Dermoid cysts that do not present until adulthood often are not palpable because they are situated posteriorly in the orbit, usually in the superior and temporal portions adjacent to the bony sutures. The globe and adnexa may be displaced, causing progressive proptosis, and erosion or remodeling of bone can occur. Long-standing dermoid cysts may erode the orbital bones. In some cases, the clinical presentation of orbital dermoid cysts may be orbital inflammation, which is incited by leakage of oil and keratin from the cyst. Expansion of the dermoid cyst and inflammatory response to leakage may result in an orbitocutaneous fistula, which may also occur after incomplete surgical removal.
Management
Dermoid cysts are usually removed surgically. Because dermoid cysts that present in childhood are often superficial, they can be excised through an incision placed in the upper eyelid crease or directly over the lesion. If possible, the cyst wall should be maintained during surgery. Rupture of the cyst can lead to an acute inflammatory process if part of the cyst wall or any of the contents remain within the eyelid or orbit. If the cyst wall is ruptured, the surgeon should remove the cyst contents.
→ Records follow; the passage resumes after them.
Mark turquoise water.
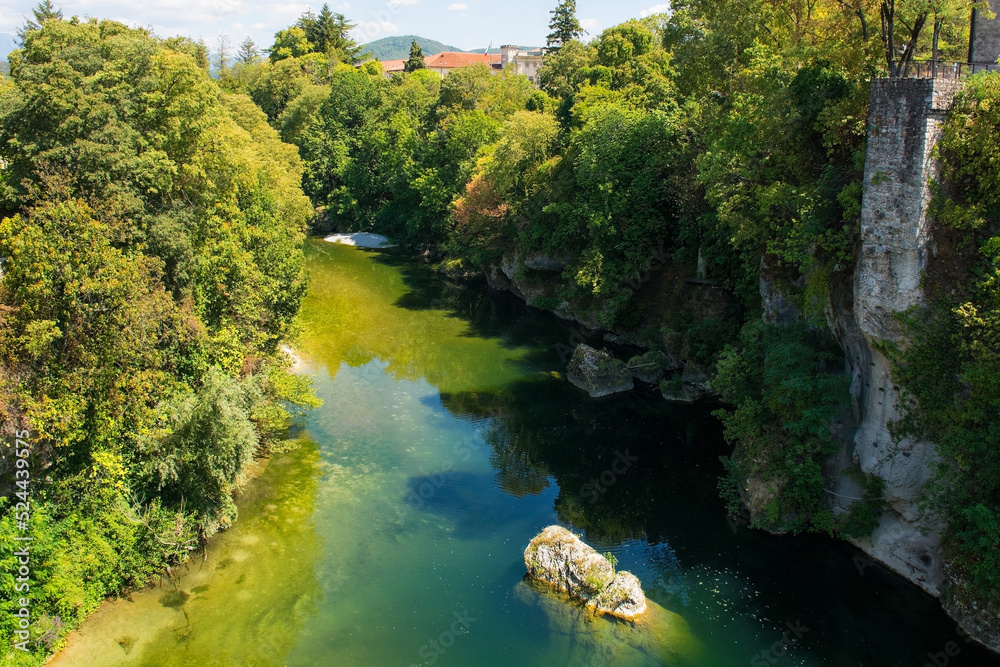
[54,241,1000,667]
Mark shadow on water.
[304,240,1000,667]
[374,249,607,363]
[442,379,1000,667]
[405,471,522,539]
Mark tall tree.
[215,34,232,78]
[236,37,260,65]
[546,0,583,51]
[295,4,362,64]
[403,40,427,72]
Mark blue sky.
[0,0,668,56]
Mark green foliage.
[0,18,315,664]
[404,40,427,72]
[836,471,886,539]
[361,35,466,61]
[712,322,849,532]
[546,0,583,51]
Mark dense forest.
[0,0,1000,664]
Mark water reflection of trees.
[442,374,720,544]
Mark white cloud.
[351,21,399,43]
[640,3,670,18]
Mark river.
[51,240,1000,667]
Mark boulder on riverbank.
[566,345,635,398]
[524,526,646,620]
[513,580,706,667]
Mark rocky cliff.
[827,79,960,595]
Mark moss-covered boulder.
[566,345,635,398]
[587,572,646,619]
[524,526,615,599]
[524,526,646,620]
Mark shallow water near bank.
[53,241,1000,667]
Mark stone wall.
[828,79,961,595]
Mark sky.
[0,0,669,57]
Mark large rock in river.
[566,345,635,398]
[524,526,646,620]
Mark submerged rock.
[514,580,705,667]
[587,572,646,619]
[566,345,635,398]
[524,526,646,620]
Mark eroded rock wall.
[829,79,960,595]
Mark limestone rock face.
[524,526,646,620]
[838,79,960,595]
[524,252,569,271]
[566,345,635,398]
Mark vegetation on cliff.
[895,75,1000,612]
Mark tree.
[236,37,260,65]
[403,40,427,72]
[546,0,583,51]
[295,4,370,65]
[215,34,232,79]
[268,26,313,63]
[17,0,62,41]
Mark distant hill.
[0,32,17,60]
[362,35,464,60]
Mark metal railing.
[898,60,1000,79]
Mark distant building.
[500,44,545,85]
[382,46,545,85]
[382,60,407,76]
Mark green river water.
[51,240,1000,667]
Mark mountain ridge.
[361,35,464,60]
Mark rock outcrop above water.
[628,350,677,384]
[660,362,712,405]
[566,345,635,398]
[524,526,646,620]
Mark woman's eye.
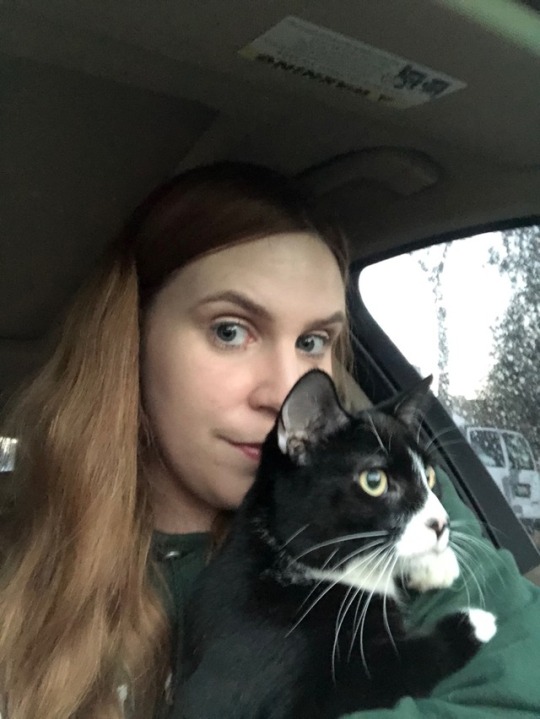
[296,334,330,355]
[212,322,248,347]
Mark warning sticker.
[239,16,467,109]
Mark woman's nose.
[250,350,310,415]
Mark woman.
[0,164,540,719]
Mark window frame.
[347,215,540,574]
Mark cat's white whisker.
[298,539,383,611]
[368,414,388,454]
[452,530,504,583]
[332,585,361,684]
[352,544,392,677]
[383,548,399,654]
[280,524,309,549]
[332,546,388,682]
[294,530,389,562]
[286,548,390,636]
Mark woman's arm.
[340,473,540,719]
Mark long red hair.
[0,163,347,719]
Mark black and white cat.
[173,370,496,719]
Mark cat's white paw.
[406,547,459,592]
[463,607,497,644]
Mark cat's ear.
[277,370,349,464]
[390,374,433,431]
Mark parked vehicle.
[465,427,540,531]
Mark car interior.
[0,0,540,583]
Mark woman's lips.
[230,442,261,462]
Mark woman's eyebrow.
[197,290,345,327]
[193,290,271,320]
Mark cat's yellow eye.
[358,469,388,497]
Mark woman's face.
[142,233,345,532]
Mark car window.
[0,437,17,472]
[502,432,535,470]
[468,429,504,467]
[359,225,540,547]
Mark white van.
[465,427,540,531]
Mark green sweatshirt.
[156,475,540,719]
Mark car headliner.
[0,0,540,395]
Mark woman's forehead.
[162,233,345,312]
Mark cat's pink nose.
[426,519,448,539]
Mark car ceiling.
[0,0,540,402]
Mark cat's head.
[260,370,458,589]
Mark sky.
[359,232,511,399]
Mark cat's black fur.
[173,370,496,719]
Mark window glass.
[359,225,540,547]
[0,437,17,472]
[468,429,504,467]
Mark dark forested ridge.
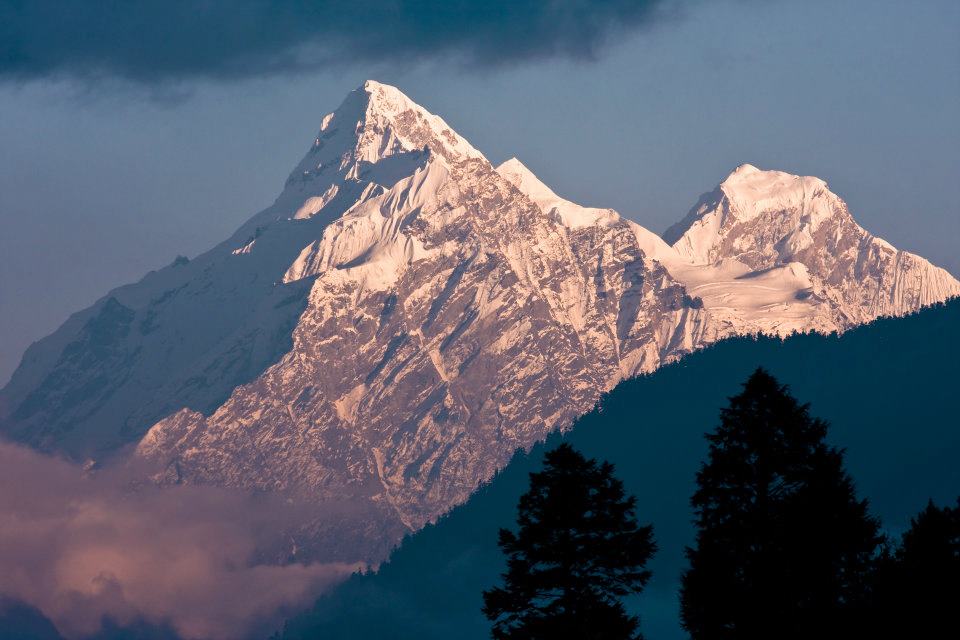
[283,301,960,640]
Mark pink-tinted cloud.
[0,443,359,639]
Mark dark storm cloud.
[0,0,671,83]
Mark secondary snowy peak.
[664,164,840,264]
[664,164,960,322]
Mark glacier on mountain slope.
[0,82,960,561]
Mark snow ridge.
[0,81,960,562]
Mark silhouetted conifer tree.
[483,444,656,640]
[681,369,883,640]
[872,498,960,638]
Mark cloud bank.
[0,0,673,83]
[0,443,360,639]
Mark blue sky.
[0,0,960,382]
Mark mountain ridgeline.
[283,301,960,640]
[0,81,960,562]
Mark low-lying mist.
[0,442,362,640]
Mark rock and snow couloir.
[0,82,960,561]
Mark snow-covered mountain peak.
[663,164,859,264]
[266,80,487,223]
[348,80,484,162]
[497,158,620,229]
[0,81,960,563]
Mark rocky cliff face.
[0,82,960,560]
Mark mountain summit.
[0,82,960,561]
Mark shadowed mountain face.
[276,301,960,640]
[0,82,960,562]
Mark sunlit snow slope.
[0,82,960,561]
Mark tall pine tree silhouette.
[681,369,883,640]
[872,498,960,638]
[483,444,656,640]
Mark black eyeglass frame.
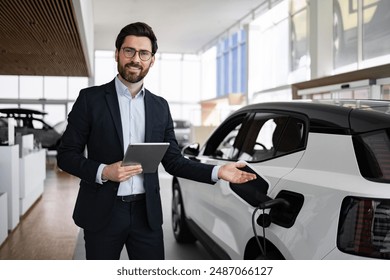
[121,47,154,61]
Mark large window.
[333,0,390,68]
[217,29,247,97]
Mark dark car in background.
[0,108,66,150]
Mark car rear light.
[337,197,390,259]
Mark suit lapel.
[145,89,153,142]
[106,80,123,150]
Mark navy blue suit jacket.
[57,80,213,231]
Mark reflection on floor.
[0,162,212,260]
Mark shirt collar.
[115,75,145,97]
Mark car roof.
[233,100,390,134]
[0,108,47,118]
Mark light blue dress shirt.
[96,76,219,196]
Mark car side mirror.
[182,143,200,157]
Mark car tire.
[172,182,196,243]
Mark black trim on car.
[269,190,304,228]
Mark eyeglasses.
[122,47,154,61]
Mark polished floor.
[0,159,211,260]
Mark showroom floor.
[0,159,212,260]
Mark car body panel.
[172,102,390,259]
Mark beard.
[118,61,150,83]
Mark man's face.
[115,35,155,83]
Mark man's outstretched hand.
[218,162,256,184]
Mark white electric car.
[172,100,390,260]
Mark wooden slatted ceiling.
[0,0,89,76]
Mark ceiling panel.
[0,0,88,76]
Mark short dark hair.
[115,22,158,53]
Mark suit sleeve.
[57,90,100,183]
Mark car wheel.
[172,182,196,243]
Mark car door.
[178,113,251,240]
[209,112,307,258]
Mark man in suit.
[57,22,256,259]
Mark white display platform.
[19,149,46,216]
[0,145,20,230]
[0,193,8,246]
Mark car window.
[353,129,390,182]
[203,113,248,159]
[206,110,305,162]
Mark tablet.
[122,143,169,173]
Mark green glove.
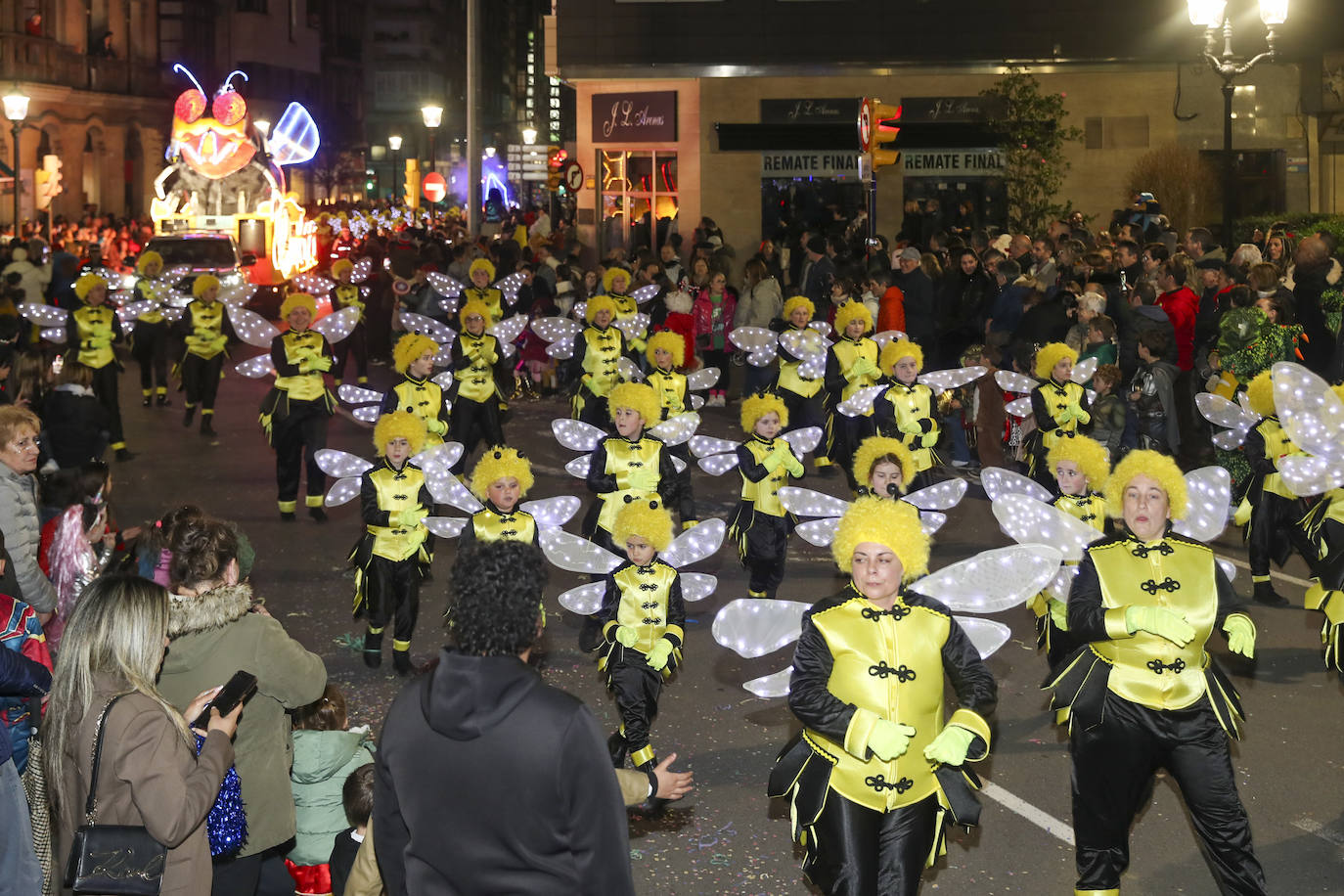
[1223,612,1255,659]
[869,719,916,762]
[924,726,976,766]
[644,638,672,672]
[1125,605,1194,648]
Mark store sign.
[761,152,859,180]
[593,90,676,144]
[901,148,1004,177]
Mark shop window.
[598,149,680,252]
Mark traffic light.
[33,156,64,209]
[859,97,901,172]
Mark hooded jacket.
[158,584,327,856]
[373,649,635,896]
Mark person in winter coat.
[373,541,635,896]
[158,519,327,896]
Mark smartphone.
[191,669,256,728]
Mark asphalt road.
[102,360,1344,896]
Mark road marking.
[980,781,1074,846]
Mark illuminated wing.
[1172,467,1232,543]
[991,494,1102,561]
[919,367,989,392]
[658,518,729,568]
[536,529,621,575]
[784,426,822,456]
[650,411,700,447]
[313,307,359,345]
[224,305,280,348]
[909,542,1064,612]
[903,479,966,511]
[234,353,276,381]
[780,485,849,517]
[520,494,583,529]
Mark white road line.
[980,781,1074,846]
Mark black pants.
[130,321,168,396]
[93,361,126,451]
[804,791,938,896]
[1070,693,1268,895]
[181,352,224,411]
[270,402,331,512]
[448,395,504,472]
[364,555,421,648]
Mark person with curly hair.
[1047,450,1269,896]
[349,411,434,676]
[373,541,635,896]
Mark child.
[381,334,449,447]
[285,688,374,896]
[826,301,881,489]
[449,298,514,474]
[349,411,434,676]
[260,292,336,522]
[457,445,538,551]
[177,274,234,437]
[646,331,698,529]
[873,338,941,488]
[597,498,686,813]
[729,395,804,598]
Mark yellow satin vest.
[74,303,117,370]
[597,435,667,532]
[830,337,877,400]
[1088,537,1218,709]
[606,558,686,654]
[779,327,824,398]
[741,435,791,515]
[575,325,621,398]
[646,368,691,421]
[454,332,500,404]
[364,462,432,561]
[471,508,536,544]
[804,595,989,811]
[183,299,224,360]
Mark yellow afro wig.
[741,392,789,432]
[583,295,615,324]
[191,274,219,298]
[836,298,873,336]
[606,382,662,427]
[280,292,317,317]
[853,435,916,493]
[136,249,164,274]
[75,274,108,302]
[457,298,491,327]
[1046,435,1110,489]
[611,498,672,551]
[830,496,928,582]
[1106,450,1189,519]
[1036,342,1078,381]
[644,331,686,367]
[467,258,495,280]
[784,295,817,321]
[392,334,438,377]
[470,445,536,501]
[877,338,923,377]
[603,267,630,294]
[1246,371,1275,417]
[374,411,425,454]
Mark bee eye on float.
[172,89,205,123]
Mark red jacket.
[1157,287,1199,371]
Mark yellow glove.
[869,719,916,762]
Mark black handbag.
[65,694,168,896]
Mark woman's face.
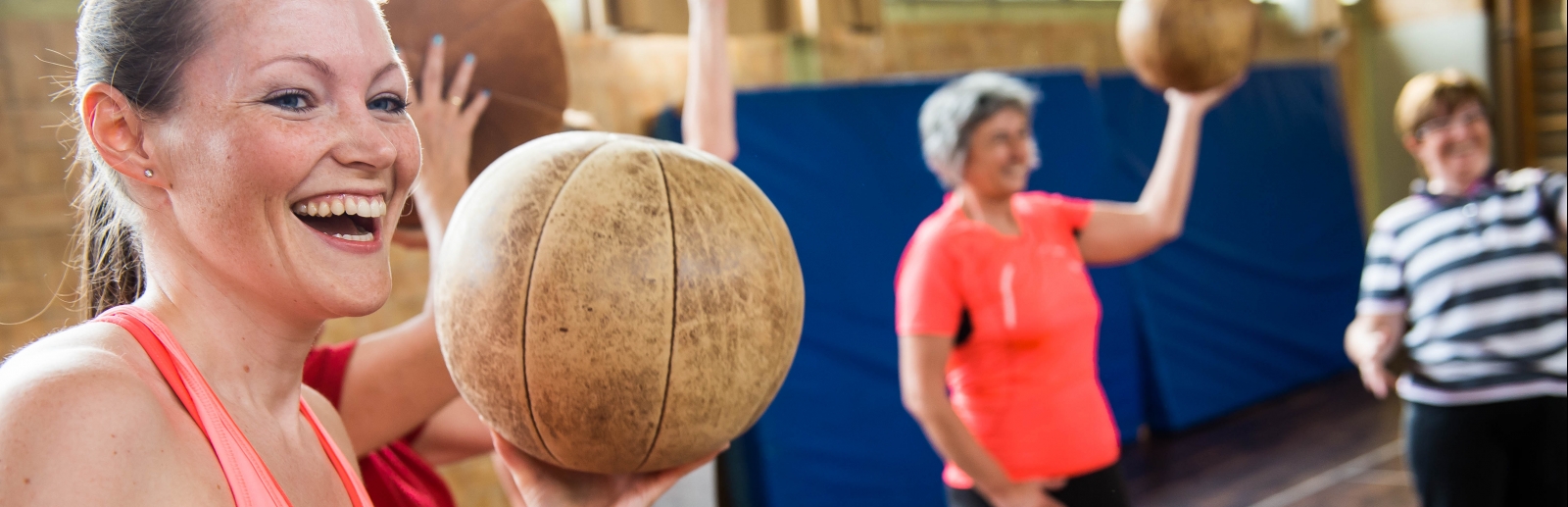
[1405,100,1492,193]
[964,107,1037,196]
[146,0,418,319]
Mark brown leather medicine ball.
[434,131,805,473]
[1116,0,1257,91]
[382,0,567,243]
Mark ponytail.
[73,0,206,317]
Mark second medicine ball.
[433,131,805,473]
[1116,0,1257,91]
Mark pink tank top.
[92,306,370,507]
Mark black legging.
[947,463,1132,507]
[1405,397,1568,507]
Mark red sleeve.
[894,226,964,336]
[1024,191,1095,230]
[304,339,359,407]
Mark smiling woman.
[0,0,702,505]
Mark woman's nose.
[332,108,397,171]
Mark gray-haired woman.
[897,73,1239,507]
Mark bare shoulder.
[0,324,196,505]
[300,386,359,470]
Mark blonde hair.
[1394,68,1492,135]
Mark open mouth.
[293,193,387,241]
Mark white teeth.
[332,232,376,241]
[293,194,387,218]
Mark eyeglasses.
[1416,108,1487,139]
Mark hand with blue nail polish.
[408,34,489,251]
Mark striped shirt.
[1356,170,1568,405]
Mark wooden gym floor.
[1123,372,1417,507]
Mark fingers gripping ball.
[434,131,805,473]
[1116,0,1257,91]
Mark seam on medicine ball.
[519,139,610,465]
[637,149,680,470]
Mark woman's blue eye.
[265,91,309,112]
[368,96,408,113]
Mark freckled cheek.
[389,126,420,194]
[229,128,326,191]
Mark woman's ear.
[80,83,168,188]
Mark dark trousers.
[947,465,1132,507]
[1405,397,1568,507]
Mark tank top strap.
[92,306,370,507]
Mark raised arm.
[680,0,740,160]
[899,336,1060,507]
[339,41,489,455]
[1079,78,1241,264]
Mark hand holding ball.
[1116,0,1257,91]
[433,131,805,474]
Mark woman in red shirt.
[304,0,737,507]
[897,73,1239,507]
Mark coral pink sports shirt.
[92,306,371,507]
[897,191,1119,488]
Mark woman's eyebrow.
[370,61,403,80]
[256,55,332,76]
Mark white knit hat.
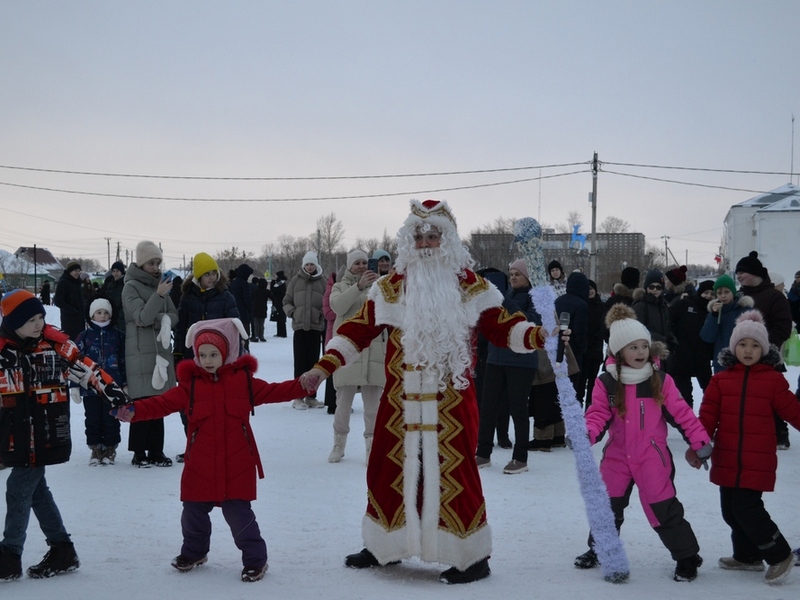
[89,298,114,319]
[136,240,163,267]
[606,302,651,355]
[728,310,769,356]
[347,249,367,271]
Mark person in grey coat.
[283,252,325,410]
[122,240,178,467]
[328,250,386,462]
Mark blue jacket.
[75,319,128,396]
[486,286,542,369]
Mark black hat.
[644,269,664,288]
[735,250,769,279]
[620,267,641,290]
[665,265,686,285]
[697,279,714,296]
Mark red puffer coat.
[700,347,800,492]
[133,354,305,503]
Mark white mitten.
[150,354,169,390]
[69,388,83,404]
[156,315,172,350]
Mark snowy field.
[0,307,800,600]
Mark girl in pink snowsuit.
[575,304,711,581]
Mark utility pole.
[589,152,600,281]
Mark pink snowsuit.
[586,359,711,560]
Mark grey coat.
[330,271,386,389]
[122,263,178,399]
[283,269,325,331]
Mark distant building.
[0,246,64,290]
[720,183,800,281]
[468,232,652,293]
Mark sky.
[0,0,800,267]
[0,306,800,600]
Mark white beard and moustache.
[401,248,472,391]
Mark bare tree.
[600,216,631,233]
[214,246,254,275]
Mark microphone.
[556,312,569,363]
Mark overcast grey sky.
[0,0,800,266]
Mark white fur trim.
[508,322,534,354]
[325,335,361,365]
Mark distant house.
[720,183,800,281]
[0,246,64,290]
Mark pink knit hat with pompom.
[728,310,769,356]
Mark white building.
[722,183,800,286]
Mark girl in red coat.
[116,318,306,581]
[686,310,800,583]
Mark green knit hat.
[714,275,736,296]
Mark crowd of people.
[0,205,800,583]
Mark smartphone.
[367,258,378,273]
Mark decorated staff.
[514,217,630,583]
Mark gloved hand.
[150,354,169,390]
[69,387,83,404]
[103,381,131,406]
[109,403,136,423]
[156,315,172,350]
[67,360,97,389]
[696,443,714,471]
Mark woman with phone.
[122,240,178,468]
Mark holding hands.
[300,369,328,394]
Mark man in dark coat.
[736,250,792,450]
[53,260,87,342]
[669,280,714,406]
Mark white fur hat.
[347,249,367,271]
[136,240,164,267]
[606,302,652,354]
[89,298,114,319]
[728,310,769,356]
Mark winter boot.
[573,550,600,569]
[672,554,703,581]
[364,435,372,464]
[528,425,555,452]
[28,542,81,579]
[0,546,22,581]
[553,421,567,448]
[100,446,117,465]
[170,554,208,573]
[328,433,347,462]
[242,564,269,583]
[439,558,492,583]
[89,446,103,467]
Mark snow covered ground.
[0,307,800,600]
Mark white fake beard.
[401,248,472,391]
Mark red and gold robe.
[317,271,543,570]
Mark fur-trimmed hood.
[717,344,783,369]
[708,296,756,312]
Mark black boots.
[439,558,492,583]
[28,542,81,579]
[0,546,22,581]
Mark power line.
[603,170,797,196]
[602,161,790,175]
[0,169,588,202]
[0,161,589,181]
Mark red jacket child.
[126,319,306,504]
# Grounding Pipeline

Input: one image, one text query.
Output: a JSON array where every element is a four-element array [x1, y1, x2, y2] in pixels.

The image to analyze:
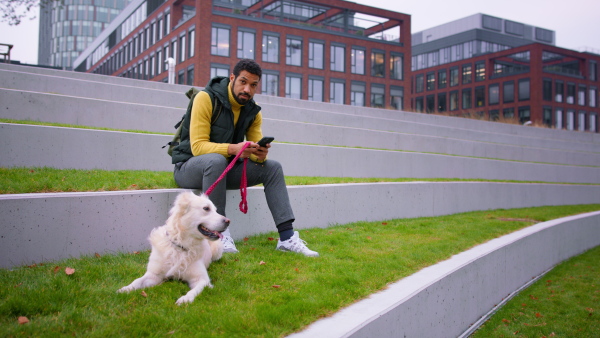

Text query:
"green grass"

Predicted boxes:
[[0, 204, 600, 337], [473, 247, 600, 337], [0, 167, 596, 194]]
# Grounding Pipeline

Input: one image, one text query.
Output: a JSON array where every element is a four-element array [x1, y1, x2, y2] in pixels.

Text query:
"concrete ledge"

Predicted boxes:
[[290, 211, 600, 338], [0, 182, 600, 268], [0, 123, 600, 183]]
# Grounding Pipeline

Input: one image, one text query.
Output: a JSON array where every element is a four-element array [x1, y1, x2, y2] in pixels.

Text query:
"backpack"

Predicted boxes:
[[162, 87, 223, 156]]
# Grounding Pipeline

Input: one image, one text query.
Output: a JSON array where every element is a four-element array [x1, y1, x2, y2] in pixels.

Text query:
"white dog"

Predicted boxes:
[[117, 191, 229, 305]]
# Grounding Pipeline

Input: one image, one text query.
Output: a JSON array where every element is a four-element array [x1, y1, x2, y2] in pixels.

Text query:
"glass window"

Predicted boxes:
[[475, 62, 485, 81], [285, 38, 302, 66], [390, 54, 404, 80], [475, 86, 485, 107], [519, 79, 529, 101], [390, 86, 404, 110], [261, 73, 279, 96], [350, 82, 366, 107], [308, 42, 325, 69], [371, 85, 385, 108], [285, 75, 302, 99], [329, 81, 345, 104], [554, 81, 565, 102], [262, 35, 279, 63], [237, 31, 255, 59], [350, 48, 366, 75], [450, 90, 458, 111], [415, 74, 425, 93], [437, 93, 447, 113], [462, 88, 473, 109], [427, 72, 435, 90], [308, 78, 323, 102], [450, 67, 458, 87], [210, 27, 229, 56], [330, 46, 345, 72], [462, 64, 473, 84], [488, 84, 500, 104], [371, 51, 385, 77], [438, 69, 447, 89]]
Complete surgical removal may be difficult if the cyst has leaked preoperatively and adhesions have developed.
Dermolipoma
Dermolipomas are solid tumors usually located in and beneath the conjunctiva over the globe’s lateral surface. These benign lesions may have deep extensions that can extend to the levator aponeurosis and extraocular muscles. Superficially, dermolipomas may have fine hairs that can be irritating to patients (Fig 3-7). These tumors typically require no treatment unless the lesion is large and/or cosmetically objectionable. In these cases, only the anterior, visible portion should be excised; when possible, the overlying conjunctiva should be preserved. Care must be taken to avoid damage to the lacrimal gland ducts, extraocular muscles, and the levator aponeurosis. Lesions that may simulate dermolipomas include prolapsed orbital fat, prolapsed palpebral lobe of the lacrimal gland, and lymphomas (such processes are generally found only in adults).
Teratoma
Teratomas are rare tumors that arise from all 3 germinal layers (ectoderm, mesoderm, and endoderm) and are usually cystic. On histologic examination, a teratoma is characterized by a complex arrangement of various tissues, including clear cysts lined by either epidermis or gastrointestinal or respiratory epithelium. Islands of hyaline cartilage, cerebral tissue, epidermal cysts, and choroid plexus are frequently found. A child with an orbital teratoma characteristically presents with severe unilateral proptosis at birth. As a consequence, the globe and optic nerve may be maldeveloped. The proptosis may increase over the first few days or weeks of life, and compression of the globe can result in corneal exposure and vision loss. When the lesion is smaller, the globe is often normal. Although teratomas in other parts of the body have been known to undergo malignant transformation, teratomas confined to the orbit are generally benign; for those that are malignant, exenteration may be necessary. However, some cystic teratomas can be removed and ocular function preserved.